Kendati Brentford harus merelakan kepergiannya, Spurs justru menaruh harapan besar pada pelatih asal Denmark tersebut.
Namun, tak bisa dimungkiri bahwa bayang-bayang keputusan kontroversial Tottenham masih membekas.
Baru beberapa bulan lalu, publik N17 merayakan keberhasilan klub mengangkat trofi Eropa bersejarah di bawah kepemimpinan Ange Postecoglou, momen yang menjadi gelar pertama klub sejak era Juande Ramos. Namun, tak lama berselang, manajer asal Australia itu justru didepak.
Kini, Chairman Spurs, Daniel Levy, angkat bicara soal alasan di balik keputusan mengejutkan tersebut.
Dalam wawancara bersama Gary Neville di acara "The Overlap", Levy menyebut bahwa keputusan memecat Postecoglou adalah sesuatu yang "tak terhindarkan".
Menang Trofi, tapi Gagal Total di Liga
Levy menjelaskan bahwa meski Postecoglou berhasil mempersembahkan gelar bergengsi di kancah Eropa, performa Spurs di liga domestik tak bisa diterima.
Tottenham Hotspur mengakhiri musim lalu di posisi ke-17 klasemen Premier League, hanya satu tingkat di atas zona degradasi, dengan torehan 22 kekalahan.
"Pada akhirnya, keputusan selalu berada di tangan saya, meski itu tetap merupakan keputusan kolektif," ujar Levy.
"Kami sadar, Ange baru saja memberi kami trofi Eropa, pencapaian yang akan dikenang dalam sejarah klub, tetapi di saat bersamaan kami finis di peringkat ke-17."
"Kami harus melepaskan emosi dari keputusan ini dan melihatnya secara objektif, berdasarkan data. Sulit bagi klub sebesar Tottenham untuk menerima posisi itu, tak peduli seberapa besar kesuksesan di kompetisi lain," lanjutnya.
"Tak ada yang nyaman memberi tahu seseorang bahwa mereka kehilangan pekerjaannya. Tapi, ini dunia sepak bola. Ya, kami menang trofi Eropa, dan itu luar biasa. Tapi, kami harus menang di semua lini. Premier League tetap jadi tolok ukur utama," imbuh Levy.
Thomas Frank Ogah Jadi Sasaran Kritik Tak Adil
Sementara itu, pelatih anyar Thomas Frank juga bukan sosok asing terhadap tekanan dan kritik. Ia pernah bicara soal tekanan menjadi manajer, terutama setelah melihat bagaimana Steve Bruce diperlakukan publik saat melatih Newcastle United pada 2021.

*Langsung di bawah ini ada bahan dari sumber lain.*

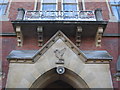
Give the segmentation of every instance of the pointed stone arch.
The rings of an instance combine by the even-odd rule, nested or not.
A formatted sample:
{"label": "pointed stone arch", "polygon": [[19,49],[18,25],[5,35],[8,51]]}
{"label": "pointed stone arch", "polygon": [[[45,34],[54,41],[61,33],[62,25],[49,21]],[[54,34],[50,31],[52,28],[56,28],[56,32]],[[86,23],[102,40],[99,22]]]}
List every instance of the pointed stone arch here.
{"label": "pointed stone arch", "polygon": [[55,69],[53,68],[38,77],[30,88],[45,88],[48,84],[57,80],[64,81],[74,88],[89,88],[87,83],[75,72],[66,68],[66,72],[63,75],[59,75]]}
{"label": "pointed stone arch", "polygon": [[[58,31],[36,52],[20,51],[18,55],[16,54],[17,51],[13,51],[8,56],[10,64],[6,87],[44,87],[45,80],[41,81],[42,86],[39,86],[39,84],[37,85],[37,81],[40,81],[39,79],[43,78],[44,75],[49,74],[49,72],[52,73],[51,70],[53,71],[54,68],[56,68],[56,61],[58,58],[55,56],[54,51],[63,48],[66,48],[66,52],[63,56],[65,61],[63,67],[67,70],[63,77],[61,76],[64,78],[63,81],[73,83],[73,87],[75,88],[80,88],[80,86],[81,88],[113,87],[109,69],[110,56],[106,52],[100,52],[104,57],[97,57],[99,53],[94,53],[94,51],[91,51],[92,56],[95,56],[94,58],[90,57],[90,52],[87,52],[87,55],[85,55],[83,51],[77,48],[61,31]],[[87,63],[88,60],[90,61],[89,64]],[[56,78],[58,77],[56,73],[52,73],[52,75]],[[66,75],[71,78],[66,78]],[[52,76],[48,78],[50,78],[50,82],[52,82]]]}

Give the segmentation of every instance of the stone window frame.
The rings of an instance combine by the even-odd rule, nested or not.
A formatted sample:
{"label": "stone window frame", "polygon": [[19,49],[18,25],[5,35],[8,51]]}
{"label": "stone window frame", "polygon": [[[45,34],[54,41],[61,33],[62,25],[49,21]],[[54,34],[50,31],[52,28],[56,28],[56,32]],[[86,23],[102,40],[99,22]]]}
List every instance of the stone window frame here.
{"label": "stone window frame", "polygon": [[75,3],[64,3],[64,0],[61,0],[61,10],[62,11],[64,11],[63,10],[63,4],[71,4],[71,5],[74,5],[74,4],[76,4],[77,5],[77,11],[79,10],[79,6],[78,6],[78,0],[75,0],[76,2]]}
{"label": "stone window frame", "polygon": [[[41,7],[40,7],[40,11],[42,11],[42,5],[43,5],[44,3],[43,3],[43,0],[41,0]],[[55,3],[46,3],[46,4],[56,4],[56,11],[58,10],[58,0],[56,0],[56,2]]]}
{"label": "stone window frame", "polygon": [[[77,1],[77,4],[79,4],[79,0],[76,0]],[[38,3],[41,2],[41,6],[40,6],[40,9],[38,9]],[[42,2],[43,0],[35,0],[35,3],[34,3],[34,10],[42,10]],[[56,10],[58,10],[58,2],[61,2],[61,9],[62,9],[62,0],[56,0]],[[81,0],[81,3],[82,3],[82,9],[85,10],[85,0]],[[79,5],[77,5],[78,8],[77,10],[79,10]]]}

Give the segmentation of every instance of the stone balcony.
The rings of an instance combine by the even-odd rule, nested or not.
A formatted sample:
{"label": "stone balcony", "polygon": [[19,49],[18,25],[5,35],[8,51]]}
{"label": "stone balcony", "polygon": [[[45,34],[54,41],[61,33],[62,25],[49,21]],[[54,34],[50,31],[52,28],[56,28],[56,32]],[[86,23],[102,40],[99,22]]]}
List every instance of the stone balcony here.
{"label": "stone balcony", "polygon": [[102,21],[102,10],[95,11],[33,11],[18,9],[16,20]]}
{"label": "stone balcony", "polygon": [[[101,46],[101,39],[107,25],[103,20],[102,10],[94,11],[32,11],[18,9],[16,20],[11,21],[17,34],[18,46],[23,45],[24,33],[31,30],[38,34],[38,46],[44,38],[52,37],[58,30],[68,37],[75,38],[80,46],[82,38],[95,38],[96,46]],[[33,29],[32,29],[33,28]],[[31,36],[34,36],[31,34]]]}

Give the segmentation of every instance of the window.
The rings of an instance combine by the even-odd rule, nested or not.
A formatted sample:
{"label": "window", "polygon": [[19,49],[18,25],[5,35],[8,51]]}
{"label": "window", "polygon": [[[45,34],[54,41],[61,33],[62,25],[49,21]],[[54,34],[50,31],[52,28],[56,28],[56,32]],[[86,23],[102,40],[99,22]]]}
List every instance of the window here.
{"label": "window", "polygon": [[55,18],[57,10],[57,0],[43,0],[42,1],[42,15],[43,18]]}
{"label": "window", "polygon": [[76,0],[63,0],[62,6],[64,18],[75,18],[78,15]]}
{"label": "window", "polygon": [[0,0],[0,15],[4,15],[6,13],[7,5],[8,0]]}
{"label": "window", "polygon": [[120,0],[110,0],[113,15],[120,20]]}

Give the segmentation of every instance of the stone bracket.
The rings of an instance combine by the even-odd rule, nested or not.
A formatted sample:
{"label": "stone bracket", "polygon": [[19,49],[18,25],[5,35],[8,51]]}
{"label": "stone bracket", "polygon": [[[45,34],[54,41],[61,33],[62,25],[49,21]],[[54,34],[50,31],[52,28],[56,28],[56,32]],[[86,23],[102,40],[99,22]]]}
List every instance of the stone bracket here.
{"label": "stone bracket", "polygon": [[96,47],[101,47],[102,35],[103,35],[103,27],[98,27],[96,38],[95,38]]}
{"label": "stone bracket", "polygon": [[16,35],[17,35],[17,46],[22,47],[23,45],[23,34],[21,31],[21,26],[16,26]]}
{"label": "stone bracket", "polygon": [[42,26],[38,26],[37,28],[37,34],[38,34],[38,46],[43,46],[43,28]]}
{"label": "stone bracket", "polygon": [[76,30],[76,46],[79,47],[81,43],[81,34],[82,34],[82,27],[77,26]]}

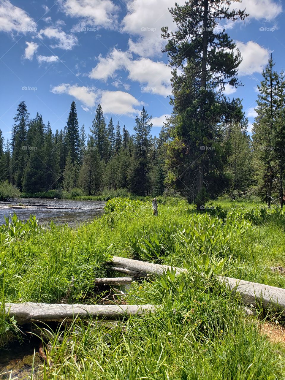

"Begitu mudah bagi orang-orang untuk mengkritik pelatih. Di era modern, seolah menjadi hal wajar bahwa jika hasil tak memuaskan maka manajerlah yang disalahkan," komentar Frank saat itu.
"Kadang saya berpikir, apakah semua ini layak? Saya mencintai sepak bola dan orang-orang di dalamnya, tapi ini pekerjaan yang berat. Ada saat-saat ketika saya merasa mungkin ada hal lain dalam hidup yang lebih penting," ujarnya.
Ia menegaskan bahwa kritik pasti akan menyentuh siapa pun, tak peduli sekuat apa pun mental seseorang. Namun, Frank yakin, dengan memegang teguh prioritas hidup, seperti keluarga dan teman, ia bisa menghadapi tekanan itu.
"Jika saya tak lagi melatih, saya bisa menjadi guru atau bekerja dengan anak-anak. Itu pekerjaan yang jauh lebih penting dibandingkan apa yang saya lakukan sekarang," tuturnya.